We recorded “Jonathon Fisk” live with all of us in the room with Mike [McCarthy], who was making us do it again and again and again. We were all for it, but it just went on and on—just when you thought he couldn’t ask for another one, he would. And it's on tape, so we're recording the tracks over and over, and we don't have anything saved. We're re-recording over all the other tapes. And, finally, Jim and I got really angry and it started to affect our playing. When we started that one take that ended up being it, you can hear Mike say, "I like it!" at the beginning.

The first time I sang the chorus to “The Way We Get By”, it was just off-the-cuff, but I knew it was good. From that, I turned it into a glorified, fucked-up-relationship song about a scrappy couple getting high in the backseat, making love with the [Iggy Pop] song “Some Weird Sin”, seeking out people that don't speak very much. We believe in the sum of ourselves.

We played that song on a couple of shows, it was the first time we got on TV. Girls Can Tell was like the windup and then once Kill the Moonlight came out, everything sort of took off.

Next: Britt Daniel breaks down tracks from Gimme Fiction, Ga Ga Ga Ga Ga, Transference, and They Want My Soul

Gimme Fiction (2005)

I had the idea for a title: "The Beast and Dragon, Adored". That was supposed to be the album title, actually. Since it was one of the last songs we recorded for Gimme Fiction, the idea was that I would go back and mention as many of the other songs on the record in the song. So it mentions “I Summon You”. “Learning my scene” was from "The Two Sides of Monsieur Valentine". In a way, it was also just a song about the making of the record, because we'd been away for a long time and I had gone down to Galveston, Texas, and done writing by the seawall. I had to find this feeling. It was a really hard record to make. I had writer's block during part of it. Maybe it was because it was the first time we'd really had some success. It felt different. Maybe I got distracted. There were a lot of late nights in Austin.
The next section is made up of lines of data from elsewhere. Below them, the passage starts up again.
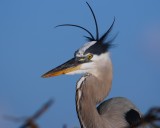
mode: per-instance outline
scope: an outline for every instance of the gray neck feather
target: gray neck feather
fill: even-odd
[[[108,95],[112,84],[112,64],[97,67],[98,76],[84,75],[77,83],[76,108],[82,128],[105,128],[96,105]]]

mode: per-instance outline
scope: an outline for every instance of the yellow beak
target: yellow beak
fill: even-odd
[[[62,74],[67,74],[72,71],[76,71],[80,69],[80,62],[77,61],[75,58],[72,58],[71,60],[65,62],[64,64],[48,71],[47,73],[43,74],[43,78],[58,76]]]

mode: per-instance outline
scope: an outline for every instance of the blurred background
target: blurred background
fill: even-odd
[[[0,0],[0,127],[17,128],[22,122],[4,115],[29,117],[49,99],[54,104],[37,121],[41,128],[79,126],[75,107],[80,75],[43,79],[41,75],[73,57],[85,42],[86,27],[95,34],[93,17],[84,0]],[[116,22],[116,47],[110,50],[114,66],[107,98],[129,98],[145,113],[160,105],[160,1],[87,0],[100,34]]]

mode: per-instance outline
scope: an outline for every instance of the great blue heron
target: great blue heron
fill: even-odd
[[[114,97],[103,101],[109,94],[112,85],[112,62],[109,48],[112,40],[108,40],[115,19],[110,28],[99,38],[99,31],[94,12],[87,3],[94,17],[96,38],[84,27],[75,24],[58,26],[74,26],[85,30],[90,37],[78,49],[74,58],[50,70],[42,77],[61,74],[83,74],[76,86],[76,110],[82,128],[126,128],[135,127],[141,120],[141,114],[128,99]],[[100,104],[98,107],[97,105]]]

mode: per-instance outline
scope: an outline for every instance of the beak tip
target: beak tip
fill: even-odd
[[[47,78],[48,76],[47,76],[47,74],[43,74],[41,77],[42,78]]]

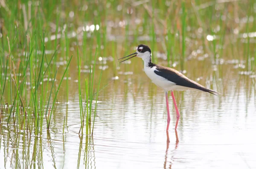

The beast and dragon were in the title of some French piece of art from the 16th century. They were signs of the apocalypse, and I had grown up hearing a lot about the apocalypse. My dad is Catholic, and my mom is non-denominational Protestant. My parents split up when I was 8, so I would go to the Catholic church with my dad and the Protestant church with my mom. Once I went off to school, I wasn't going to church anymore, but my parents kept me at it as long as they could.

I don't think “Sister Jack” is our best song or recording. It's all right. We didn't want it to be a single, it was too straightforward. I don't think it's a bad tune, but it's not one that I'm most proud of. It's not that I don't like it. Maybe I don't like it. I'm just not that interested in it.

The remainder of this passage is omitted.